LKML Archive on lore.kernel.org
 help / Atom feed
From: Nikos Tsironis <ntsironis@arrikto.com>
To: snitzer@redhat.com, agk@redhat.com, dm-devel@redhat.com
Cc: mpatocka@redhat.com, paulmck@linux.ibm.com, hch@infradead.org,
	iliastsi@arrikto.com, linux-kernel@vger.kernel.org
Subject: [PATCH v3 0/6] dm snapshot: Improve performance using a more fine-grained locking scheme
Date: Sun, 17 Mar 2019 14:22:52 +0200
Message-ID: <20190317122258.21760-1-ntsironis@arrikto.com> (raw)
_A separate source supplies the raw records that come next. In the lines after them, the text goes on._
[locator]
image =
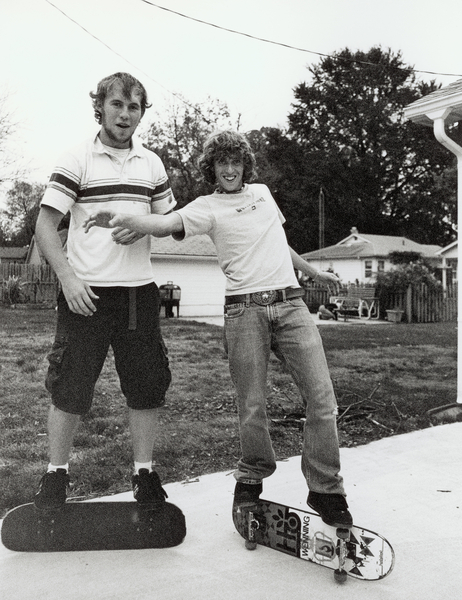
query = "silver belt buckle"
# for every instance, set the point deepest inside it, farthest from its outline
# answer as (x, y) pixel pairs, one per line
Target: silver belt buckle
(264, 298)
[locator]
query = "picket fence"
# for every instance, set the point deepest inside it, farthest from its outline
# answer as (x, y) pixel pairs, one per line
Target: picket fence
(38, 283)
(421, 304)
(418, 303)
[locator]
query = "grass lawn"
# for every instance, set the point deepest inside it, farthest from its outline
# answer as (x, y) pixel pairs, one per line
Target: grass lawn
(386, 378)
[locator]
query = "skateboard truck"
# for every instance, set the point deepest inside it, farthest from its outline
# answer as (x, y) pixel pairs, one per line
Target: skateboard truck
(343, 535)
(252, 524)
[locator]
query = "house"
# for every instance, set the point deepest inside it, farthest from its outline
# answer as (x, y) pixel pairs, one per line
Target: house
(13, 254)
(191, 264)
(359, 257)
(449, 255)
(439, 110)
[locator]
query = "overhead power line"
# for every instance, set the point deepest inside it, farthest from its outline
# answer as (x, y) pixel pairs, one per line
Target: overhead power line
(123, 58)
(259, 39)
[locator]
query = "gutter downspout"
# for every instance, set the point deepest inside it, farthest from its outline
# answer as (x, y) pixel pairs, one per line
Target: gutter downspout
(440, 133)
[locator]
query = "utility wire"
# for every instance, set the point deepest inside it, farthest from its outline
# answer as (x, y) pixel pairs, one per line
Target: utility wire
(253, 37)
(126, 60)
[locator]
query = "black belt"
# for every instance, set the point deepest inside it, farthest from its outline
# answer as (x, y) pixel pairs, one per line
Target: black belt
(266, 298)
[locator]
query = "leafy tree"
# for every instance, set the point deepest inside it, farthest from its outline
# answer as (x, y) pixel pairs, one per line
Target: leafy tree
(178, 137)
(10, 164)
(19, 218)
(347, 136)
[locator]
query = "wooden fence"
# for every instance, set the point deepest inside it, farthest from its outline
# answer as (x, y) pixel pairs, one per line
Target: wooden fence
(423, 305)
(39, 284)
(419, 303)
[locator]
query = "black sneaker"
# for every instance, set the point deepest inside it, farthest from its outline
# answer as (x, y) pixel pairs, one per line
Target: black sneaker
(52, 490)
(247, 494)
(147, 488)
(333, 509)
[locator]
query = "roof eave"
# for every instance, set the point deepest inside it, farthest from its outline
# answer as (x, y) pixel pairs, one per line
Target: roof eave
(424, 112)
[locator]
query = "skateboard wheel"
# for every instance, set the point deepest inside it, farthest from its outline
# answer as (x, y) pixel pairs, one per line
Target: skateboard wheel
(343, 534)
(340, 576)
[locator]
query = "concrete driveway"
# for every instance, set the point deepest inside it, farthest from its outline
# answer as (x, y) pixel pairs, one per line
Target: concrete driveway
(406, 487)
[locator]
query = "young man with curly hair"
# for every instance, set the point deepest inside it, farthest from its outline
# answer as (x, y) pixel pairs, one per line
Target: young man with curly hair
(108, 296)
(264, 312)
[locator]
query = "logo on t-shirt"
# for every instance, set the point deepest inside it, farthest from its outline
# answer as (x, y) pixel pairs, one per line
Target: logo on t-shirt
(252, 205)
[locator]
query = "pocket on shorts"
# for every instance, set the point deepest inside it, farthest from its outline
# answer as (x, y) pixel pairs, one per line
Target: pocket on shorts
(55, 358)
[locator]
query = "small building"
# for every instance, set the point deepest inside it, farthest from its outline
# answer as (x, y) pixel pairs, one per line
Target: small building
(359, 257)
(192, 265)
(13, 254)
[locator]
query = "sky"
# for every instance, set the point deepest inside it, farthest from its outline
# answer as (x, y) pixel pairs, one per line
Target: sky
(50, 61)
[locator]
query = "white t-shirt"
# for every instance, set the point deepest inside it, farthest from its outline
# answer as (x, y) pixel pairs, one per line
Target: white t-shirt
(93, 177)
(247, 231)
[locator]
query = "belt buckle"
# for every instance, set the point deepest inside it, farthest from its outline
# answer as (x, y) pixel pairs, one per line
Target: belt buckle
(264, 298)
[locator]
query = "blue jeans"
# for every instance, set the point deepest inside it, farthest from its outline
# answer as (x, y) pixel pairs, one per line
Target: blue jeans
(286, 328)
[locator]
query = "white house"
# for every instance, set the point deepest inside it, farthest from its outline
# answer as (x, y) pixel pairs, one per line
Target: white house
(449, 255)
(359, 257)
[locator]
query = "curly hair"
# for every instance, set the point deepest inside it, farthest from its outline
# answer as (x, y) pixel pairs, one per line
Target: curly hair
(221, 145)
(128, 83)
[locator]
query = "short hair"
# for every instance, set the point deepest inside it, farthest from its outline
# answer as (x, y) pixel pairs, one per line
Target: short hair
(223, 144)
(128, 83)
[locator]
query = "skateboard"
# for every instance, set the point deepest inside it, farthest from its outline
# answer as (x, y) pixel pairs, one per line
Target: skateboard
(356, 552)
(92, 526)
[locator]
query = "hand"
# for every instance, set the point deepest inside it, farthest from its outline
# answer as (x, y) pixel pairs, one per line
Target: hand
(326, 277)
(126, 237)
(79, 296)
(99, 219)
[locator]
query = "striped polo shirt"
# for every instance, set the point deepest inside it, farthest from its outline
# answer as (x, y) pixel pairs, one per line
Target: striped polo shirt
(93, 177)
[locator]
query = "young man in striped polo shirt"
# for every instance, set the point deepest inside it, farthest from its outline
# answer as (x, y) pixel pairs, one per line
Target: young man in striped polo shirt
(108, 296)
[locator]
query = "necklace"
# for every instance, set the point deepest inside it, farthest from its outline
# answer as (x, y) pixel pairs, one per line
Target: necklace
(220, 191)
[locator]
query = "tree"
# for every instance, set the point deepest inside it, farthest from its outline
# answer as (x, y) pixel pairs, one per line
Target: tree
(178, 138)
(10, 167)
(347, 136)
(20, 216)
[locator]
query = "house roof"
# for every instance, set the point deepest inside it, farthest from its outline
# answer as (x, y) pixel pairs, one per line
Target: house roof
(449, 96)
(365, 245)
(198, 245)
(446, 249)
(13, 252)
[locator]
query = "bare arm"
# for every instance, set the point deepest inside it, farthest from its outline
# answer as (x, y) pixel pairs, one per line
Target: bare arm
(156, 225)
(78, 293)
(319, 276)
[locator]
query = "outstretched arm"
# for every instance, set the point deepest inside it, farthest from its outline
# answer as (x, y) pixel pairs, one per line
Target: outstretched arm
(156, 225)
(319, 276)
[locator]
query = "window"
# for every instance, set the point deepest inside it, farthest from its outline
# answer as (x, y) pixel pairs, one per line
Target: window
(368, 268)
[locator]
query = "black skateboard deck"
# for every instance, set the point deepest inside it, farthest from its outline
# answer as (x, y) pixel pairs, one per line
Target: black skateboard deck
(357, 552)
(92, 526)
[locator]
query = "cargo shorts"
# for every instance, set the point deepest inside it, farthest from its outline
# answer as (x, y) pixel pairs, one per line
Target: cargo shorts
(126, 319)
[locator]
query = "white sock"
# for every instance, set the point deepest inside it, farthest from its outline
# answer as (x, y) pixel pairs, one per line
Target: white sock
(56, 467)
(139, 466)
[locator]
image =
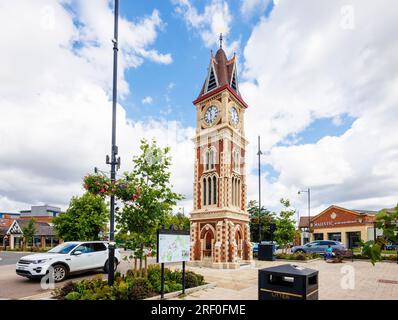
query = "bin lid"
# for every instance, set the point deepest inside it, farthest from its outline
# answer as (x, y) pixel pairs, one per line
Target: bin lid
(291, 270)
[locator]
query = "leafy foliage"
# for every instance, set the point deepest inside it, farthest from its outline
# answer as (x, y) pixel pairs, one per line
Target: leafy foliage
(132, 286)
(140, 220)
(387, 221)
(179, 220)
(29, 230)
(285, 225)
(266, 218)
(83, 220)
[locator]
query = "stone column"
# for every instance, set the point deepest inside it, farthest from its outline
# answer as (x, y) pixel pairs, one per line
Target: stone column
(193, 241)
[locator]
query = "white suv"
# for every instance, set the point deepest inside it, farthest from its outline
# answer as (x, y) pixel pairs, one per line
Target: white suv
(67, 258)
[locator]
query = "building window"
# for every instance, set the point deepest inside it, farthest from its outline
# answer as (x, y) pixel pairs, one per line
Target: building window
(204, 191)
(236, 194)
(210, 159)
(214, 190)
(236, 161)
(210, 194)
(209, 181)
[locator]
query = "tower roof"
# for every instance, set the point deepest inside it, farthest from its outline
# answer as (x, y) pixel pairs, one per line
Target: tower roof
(222, 73)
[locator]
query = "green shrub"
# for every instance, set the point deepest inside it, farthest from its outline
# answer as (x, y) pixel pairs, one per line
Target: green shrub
(193, 280)
(72, 296)
(140, 289)
(132, 286)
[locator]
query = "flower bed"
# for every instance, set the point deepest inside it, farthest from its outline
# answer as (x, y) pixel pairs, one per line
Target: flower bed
(297, 256)
(389, 257)
(132, 286)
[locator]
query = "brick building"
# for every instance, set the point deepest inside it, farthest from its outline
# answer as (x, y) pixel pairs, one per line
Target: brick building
(340, 224)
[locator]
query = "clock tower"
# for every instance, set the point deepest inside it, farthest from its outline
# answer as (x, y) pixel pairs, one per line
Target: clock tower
(220, 233)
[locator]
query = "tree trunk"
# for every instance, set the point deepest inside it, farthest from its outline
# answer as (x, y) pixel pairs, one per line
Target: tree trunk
(146, 265)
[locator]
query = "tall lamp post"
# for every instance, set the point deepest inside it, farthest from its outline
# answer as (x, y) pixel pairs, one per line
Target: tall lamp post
(113, 161)
(259, 153)
(308, 191)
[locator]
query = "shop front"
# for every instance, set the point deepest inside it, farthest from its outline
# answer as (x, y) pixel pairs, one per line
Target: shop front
(349, 227)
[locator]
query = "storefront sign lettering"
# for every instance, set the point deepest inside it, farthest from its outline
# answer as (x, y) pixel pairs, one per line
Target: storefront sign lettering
(333, 223)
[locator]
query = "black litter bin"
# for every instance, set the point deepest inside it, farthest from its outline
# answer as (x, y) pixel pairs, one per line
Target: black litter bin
(266, 252)
(287, 282)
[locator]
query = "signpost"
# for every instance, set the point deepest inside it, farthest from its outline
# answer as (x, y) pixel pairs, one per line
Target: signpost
(172, 246)
(5, 240)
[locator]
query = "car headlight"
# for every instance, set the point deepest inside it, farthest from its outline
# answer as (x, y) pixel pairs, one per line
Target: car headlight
(40, 261)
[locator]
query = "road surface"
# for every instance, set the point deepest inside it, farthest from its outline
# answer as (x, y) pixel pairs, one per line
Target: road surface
(8, 257)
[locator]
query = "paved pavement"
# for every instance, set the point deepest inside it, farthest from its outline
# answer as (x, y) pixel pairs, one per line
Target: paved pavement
(337, 281)
(7, 258)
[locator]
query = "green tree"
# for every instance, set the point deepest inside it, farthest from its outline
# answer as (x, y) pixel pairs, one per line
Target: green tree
(179, 220)
(387, 221)
(285, 225)
(29, 231)
(85, 218)
(139, 220)
(266, 218)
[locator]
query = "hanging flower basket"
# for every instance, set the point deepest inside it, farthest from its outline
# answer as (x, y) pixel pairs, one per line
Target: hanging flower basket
(98, 185)
(103, 186)
(127, 191)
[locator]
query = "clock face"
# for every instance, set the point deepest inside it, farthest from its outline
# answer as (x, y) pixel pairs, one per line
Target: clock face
(211, 115)
(234, 116)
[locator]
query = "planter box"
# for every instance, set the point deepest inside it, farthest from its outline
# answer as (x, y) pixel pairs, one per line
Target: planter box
(178, 293)
(299, 261)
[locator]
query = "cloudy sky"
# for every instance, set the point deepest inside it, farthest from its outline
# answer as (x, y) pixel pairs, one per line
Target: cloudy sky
(320, 77)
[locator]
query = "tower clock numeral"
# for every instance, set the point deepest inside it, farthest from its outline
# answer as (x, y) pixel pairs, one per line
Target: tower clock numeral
(234, 116)
(211, 115)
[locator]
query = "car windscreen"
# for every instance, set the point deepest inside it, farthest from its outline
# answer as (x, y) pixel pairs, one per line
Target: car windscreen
(63, 248)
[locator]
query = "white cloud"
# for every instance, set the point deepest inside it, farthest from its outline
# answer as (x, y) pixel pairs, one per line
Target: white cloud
(215, 19)
(302, 64)
(55, 103)
(249, 7)
(147, 100)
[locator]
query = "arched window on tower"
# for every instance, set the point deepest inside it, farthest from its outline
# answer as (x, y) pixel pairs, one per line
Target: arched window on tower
(233, 190)
(239, 196)
(209, 184)
(204, 191)
(214, 190)
(236, 160)
(212, 159)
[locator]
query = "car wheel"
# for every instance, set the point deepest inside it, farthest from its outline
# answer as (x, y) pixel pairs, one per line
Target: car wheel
(106, 267)
(60, 272)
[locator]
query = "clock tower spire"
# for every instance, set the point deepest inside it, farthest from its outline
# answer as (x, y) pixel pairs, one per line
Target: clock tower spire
(220, 233)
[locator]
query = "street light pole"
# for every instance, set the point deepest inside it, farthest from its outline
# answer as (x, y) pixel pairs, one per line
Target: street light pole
(114, 152)
(308, 191)
(259, 153)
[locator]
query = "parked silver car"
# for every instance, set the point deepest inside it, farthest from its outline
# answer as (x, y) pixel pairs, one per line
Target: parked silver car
(319, 246)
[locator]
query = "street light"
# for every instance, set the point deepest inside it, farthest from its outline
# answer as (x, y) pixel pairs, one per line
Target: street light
(308, 191)
(113, 160)
(259, 153)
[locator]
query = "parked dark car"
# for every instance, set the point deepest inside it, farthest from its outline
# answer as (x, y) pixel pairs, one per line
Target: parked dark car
(319, 246)
(391, 246)
(255, 247)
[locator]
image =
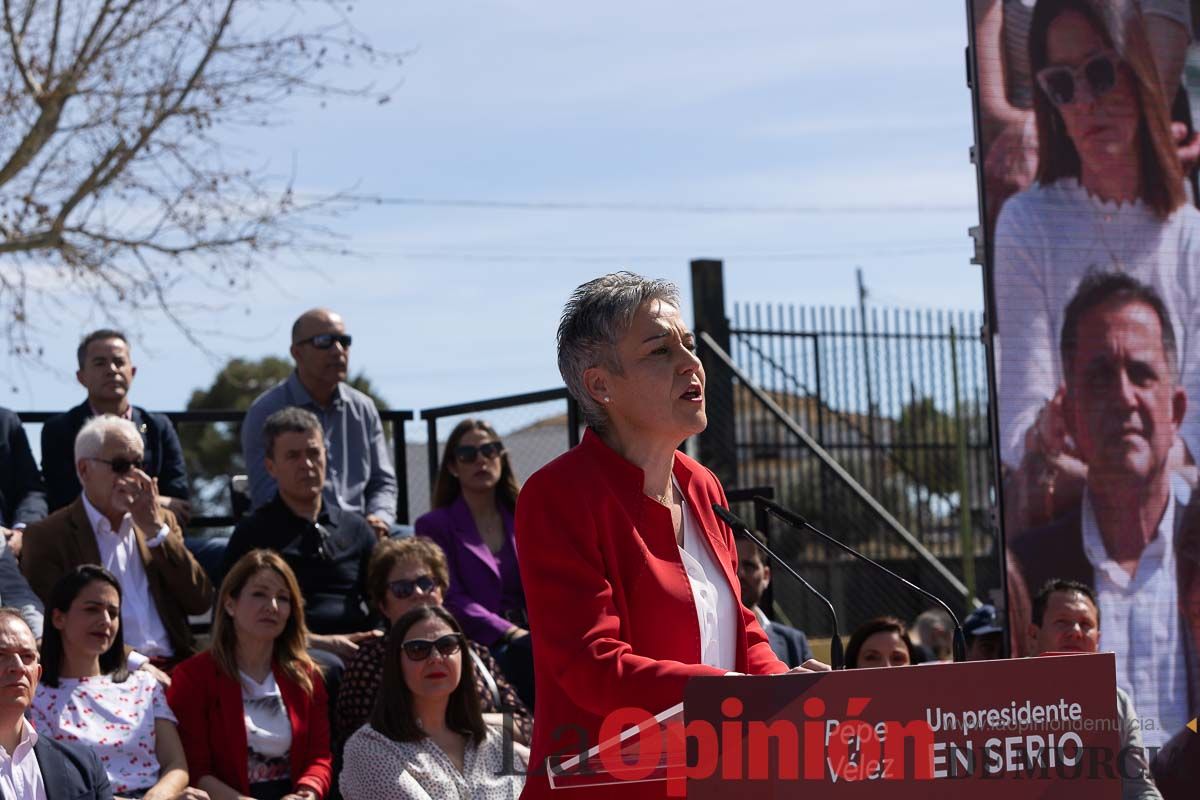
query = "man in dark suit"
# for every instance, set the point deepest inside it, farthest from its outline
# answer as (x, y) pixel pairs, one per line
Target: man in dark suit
(107, 371)
(790, 644)
(22, 491)
(39, 768)
(1127, 542)
(119, 523)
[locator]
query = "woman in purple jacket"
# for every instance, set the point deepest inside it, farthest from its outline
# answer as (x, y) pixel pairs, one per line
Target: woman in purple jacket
(474, 499)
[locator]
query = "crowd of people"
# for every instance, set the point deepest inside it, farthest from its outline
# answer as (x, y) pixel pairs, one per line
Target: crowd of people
(348, 657)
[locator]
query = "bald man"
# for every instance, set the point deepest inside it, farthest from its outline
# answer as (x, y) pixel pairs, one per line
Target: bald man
(359, 473)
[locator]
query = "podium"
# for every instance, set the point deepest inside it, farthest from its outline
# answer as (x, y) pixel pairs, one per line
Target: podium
(1042, 727)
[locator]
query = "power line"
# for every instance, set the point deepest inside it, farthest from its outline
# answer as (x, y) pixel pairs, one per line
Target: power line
(654, 208)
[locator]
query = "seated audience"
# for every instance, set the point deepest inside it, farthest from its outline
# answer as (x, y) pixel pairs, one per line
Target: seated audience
(36, 765)
(933, 636)
(252, 710)
(474, 499)
(360, 477)
(984, 635)
(22, 491)
(881, 642)
(119, 523)
(107, 371)
(327, 547)
(427, 737)
(89, 697)
(754, 576)
(1067, 619)
(406, 573)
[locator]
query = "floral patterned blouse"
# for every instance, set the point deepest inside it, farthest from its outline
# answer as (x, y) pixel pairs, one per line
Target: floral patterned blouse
(114, 720)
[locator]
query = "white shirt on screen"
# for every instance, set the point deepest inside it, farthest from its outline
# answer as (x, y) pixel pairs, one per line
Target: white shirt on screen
(119, 554)
(717, 607)
(1140, 623)
(1048, 239)
(21, 776)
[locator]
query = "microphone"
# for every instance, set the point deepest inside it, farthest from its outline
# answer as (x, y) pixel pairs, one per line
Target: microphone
(837, 655)
(797, 521)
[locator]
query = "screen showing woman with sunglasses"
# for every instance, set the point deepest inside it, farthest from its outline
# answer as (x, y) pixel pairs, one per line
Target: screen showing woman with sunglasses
(427, 733)
(402, 575)
(474, 500)
(1109, 197)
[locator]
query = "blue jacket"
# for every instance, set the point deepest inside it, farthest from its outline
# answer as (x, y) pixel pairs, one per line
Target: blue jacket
(22, 491)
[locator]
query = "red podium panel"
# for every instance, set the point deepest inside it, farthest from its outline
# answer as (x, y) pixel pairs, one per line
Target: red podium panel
(1041, 727)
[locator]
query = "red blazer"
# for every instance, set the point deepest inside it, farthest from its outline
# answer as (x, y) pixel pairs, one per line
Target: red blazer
(213, 726)
(611, 611)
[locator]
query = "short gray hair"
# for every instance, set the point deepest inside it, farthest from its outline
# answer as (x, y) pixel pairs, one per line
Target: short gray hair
(595, 317)
(99, 429)
(292, 419)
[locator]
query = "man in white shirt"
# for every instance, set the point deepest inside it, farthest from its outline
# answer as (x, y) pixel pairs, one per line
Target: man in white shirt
(33, 767)
(119, 523)
(1123, 409)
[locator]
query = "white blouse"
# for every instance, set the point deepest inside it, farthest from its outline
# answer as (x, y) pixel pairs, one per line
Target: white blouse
(114, 720)
(376, 768)
(1048, 239)
(717, 606)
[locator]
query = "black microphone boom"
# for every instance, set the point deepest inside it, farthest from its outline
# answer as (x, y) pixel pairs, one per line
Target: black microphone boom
(837, 655)
(797, 521)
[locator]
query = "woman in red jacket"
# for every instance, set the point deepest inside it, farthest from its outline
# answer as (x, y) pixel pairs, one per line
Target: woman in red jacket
(253, 715)
(630, 578)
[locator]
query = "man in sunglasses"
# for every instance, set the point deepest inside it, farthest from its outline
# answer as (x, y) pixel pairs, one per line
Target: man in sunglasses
(359, 471)
(119, 523)
(327, 547)
(107, 371)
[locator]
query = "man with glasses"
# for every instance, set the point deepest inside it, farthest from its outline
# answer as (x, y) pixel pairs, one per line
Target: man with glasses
(359, 476)
(327, 547)
(119, 523)
(107, 372)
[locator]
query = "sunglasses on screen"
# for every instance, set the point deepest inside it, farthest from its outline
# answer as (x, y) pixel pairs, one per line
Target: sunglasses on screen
(421, 649)
(120, 465)
(468, 453)
(325, 341)
(405, 589)
(1061, 83)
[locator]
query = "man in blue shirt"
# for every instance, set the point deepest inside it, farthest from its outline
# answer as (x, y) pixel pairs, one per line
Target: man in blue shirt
(360, 476)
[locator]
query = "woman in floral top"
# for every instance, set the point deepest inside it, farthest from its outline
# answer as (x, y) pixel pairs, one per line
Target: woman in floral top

dm-snapshot uses a single mutex to serialize every access to the
snapshot state, including accesses to the exception hash tables. This
mutex is a bottleneck preventing dm-snapshot to scale as the number of
threads doing IO increases.

The major contention points are __origin_write()/snapshot_map() and
pending_complete(), i.e., the submission and completion of pending
exceptions.

This patchset substitutes the single mutex with:

  * A read-write semaphore, which protects the mostly read fields of the
    snapshot structure.

  * Per-bucket bit spinlocks, that protect accesses to the exception
    hash tables.

fio benchmarks using the null_blk device show significant performance
improvements as the number of worker processes increases. Write latency
is almost halved and write IOPS are nearly doubled.

The relevant patch provides detailed benchmark results.

A summary of the patchset follows:

  1. The first patch removes an unnecessary use of WRITE_ONCE() in
     hlist_add_behind().

  2. The second patch adds two helper functions to linux/list_bl.h,
     which is used to implement the per-bucket bit spinlocks in
     dm-snapshot.

  3. The third patch removes the need to sleep holding the snapshot lock
     in pending_complete(), thus allowing us to replace the mutex with
     the per-bucket bit spinlocks.

  4. Patches 4, 5 and 6 change the locking scheme, as described
     previously.

Changes in v3:
  - Don't use WRITE_ONCE() in hlist_bl_add_behind(), as it's not needed.
  - Fix hlist_add_behind() to also not use WRITE_ONCE().
  - Use uintptr_t instead of unsigned long in hlist_bl_add_before().

v2: https://www.redhat.com/archives/dm-devel/2019-March/msg00007.html

Changes in v2:
  - Split third patch of v1 into three patches: 3/5, 4/5, 5/5.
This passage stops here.